Overview

During an examination under oath (“EUO”), an insurance company requests that a patient appear before an attorney and/or an investigator to answer questions under oath relating to a no-fault claim.

The patient, who is entitled to representation by an attorney at the EUO, can be questioned about a range of topics.  These topics include, but are not limited to, prior injuries, circumstances surrounding the accident, his or her present medical condition, and treatment. Usually, by the time the EUO is conducted, the insurance company has already received bills from the patient’s treating physician, and will question the patient as to whether they received the same treatment as those reflected in the billing.

An insurance company has the right to demand an EUO of the patient as a means to verify a no-fault claim.  This right was given to insurance companies in the revised No-Fault Regulations of 2002, which state that “[u]pon request by [an insurance company], the eligible injured person or that person’s assignee or representative shall . . . as may reasonably be required submit to examination under oath by any person named by the [insurance company] and subscribe same.”

Scheduling of an Examination Under Oath

There are various provisions within the No-Fault Law that an insurance company must follow when scheduling an EUO of a patient.  Proper mailing of the notice is often an issue of contention. However, it should be noted that insurance companies are under no obligation to advise a treating physician that an EUO of the patient is scheduled.

The content of the letters is critical as well. An EUO must be scheduled for a time and in a place and location that is reasonably convenient for the patient.  Specifically, proper scheduling letters should:

  1. Give the patient at least two weeks’ notice of the EUO date;
  2. Set the EUO at a place within the same county in which the patient resides; and
  3. Apprise the patient that he or she is entitled to be reimbursed for reasonable transportation costs and lost earnings incurred due to his or her attendance.
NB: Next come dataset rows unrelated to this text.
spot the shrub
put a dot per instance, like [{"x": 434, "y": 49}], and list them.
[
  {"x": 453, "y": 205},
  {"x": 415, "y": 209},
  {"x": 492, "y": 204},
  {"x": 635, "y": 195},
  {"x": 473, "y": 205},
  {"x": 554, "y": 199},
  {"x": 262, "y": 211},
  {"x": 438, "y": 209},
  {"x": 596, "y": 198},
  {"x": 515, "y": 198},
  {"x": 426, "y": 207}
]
Additionally, because insurance companies must request verification of a claim not once but twice before denying that claim, an insurance company is obligated to provide a patient with two opportunities to attend an EUO.  That is, if a patient fails to appear for the first EUO, an insurance company has an obligation to schedule a second appearance.  If the patient fails to appear for the second scheduled EUO, an insurance company then has the right to deny the claim.
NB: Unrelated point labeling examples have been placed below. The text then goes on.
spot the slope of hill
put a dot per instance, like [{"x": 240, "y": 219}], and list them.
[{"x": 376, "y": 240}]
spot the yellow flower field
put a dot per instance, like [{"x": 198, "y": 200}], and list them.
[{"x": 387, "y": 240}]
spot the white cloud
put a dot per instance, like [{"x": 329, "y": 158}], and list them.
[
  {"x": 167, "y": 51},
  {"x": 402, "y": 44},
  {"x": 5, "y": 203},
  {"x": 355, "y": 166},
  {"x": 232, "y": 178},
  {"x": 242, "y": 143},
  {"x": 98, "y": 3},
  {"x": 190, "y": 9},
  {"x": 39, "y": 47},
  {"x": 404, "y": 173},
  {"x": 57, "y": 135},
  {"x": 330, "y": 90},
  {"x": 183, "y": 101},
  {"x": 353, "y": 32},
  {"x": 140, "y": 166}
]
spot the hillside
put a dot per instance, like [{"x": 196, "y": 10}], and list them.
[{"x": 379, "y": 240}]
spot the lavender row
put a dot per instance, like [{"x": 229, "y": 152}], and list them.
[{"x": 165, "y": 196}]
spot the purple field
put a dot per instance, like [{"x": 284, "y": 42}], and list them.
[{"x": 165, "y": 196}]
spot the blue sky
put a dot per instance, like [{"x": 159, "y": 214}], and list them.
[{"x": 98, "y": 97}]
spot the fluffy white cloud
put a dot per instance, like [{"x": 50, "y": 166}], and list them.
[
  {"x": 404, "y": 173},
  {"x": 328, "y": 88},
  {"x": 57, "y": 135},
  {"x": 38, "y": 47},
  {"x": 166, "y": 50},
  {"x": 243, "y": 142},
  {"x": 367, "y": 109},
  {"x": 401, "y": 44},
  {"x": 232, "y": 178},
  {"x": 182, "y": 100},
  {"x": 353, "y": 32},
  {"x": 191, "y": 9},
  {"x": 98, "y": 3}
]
Consequences for Failure to Attend an EUO

It is well-settled that a patient’s unexcused failure to comply with a demand for an EUO (i.e., failure to attend two properly scheduled EUOs) is a policy violation and grounds for an insurance company’s disclaimer of the patient’s no-fault benefits.  
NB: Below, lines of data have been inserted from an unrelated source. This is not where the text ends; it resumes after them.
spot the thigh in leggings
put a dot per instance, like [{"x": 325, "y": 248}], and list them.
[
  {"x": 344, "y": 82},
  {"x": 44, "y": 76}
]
Because an EUO is a form of verification and is deemed received on the date of the “missed EUO,” the insurance company should deny the claim within thirty days of the patient’s failure to appear for the second EUO.

Consequences for Treating Physicians

It is important that a physician understand that if his or her patient fails to appear for two properly scheduled EUOs, an insurance company may have grounds to deny a claim retroactively to the date of loss.  In some jurisdictions, an insurance company is even allowed to amend a previous denial and/or assert an otherwise late denial to include the defense of missed EUOs.

A patient’s missed EUOs is often fatal to the treating physician’s claim for reimbursement.  Unfortunately and unfairly, scenarios arise where a physician provides medically necessary treatment to a car accident victim, and otherwise abides by the No-Fault Regulations, only to have his or her claim denied due to circumstances beyond his or her control.

Our Services

We strongly advise our clients to educate their patients on the importance of responding to an insurance company’s reasonable EUO request.  

Furthermore, to reduce the consequences of a patient’s failure to attend an EUO, we provide our clients with medical lien agreements.  A medical lien allows a medical provider to seek direct payment from his or her patient (and/or from the settlement of the patient’s personal injury lawsuit) when a patient’s no-fault benefits are cut off due to a policy violation.

Upon the intake process at our clients’ offices, patients will be required to sign a medical lien.  In that way, the patient acknowledges our client’s right to receive payment if the patient violates his or her no-fault policy.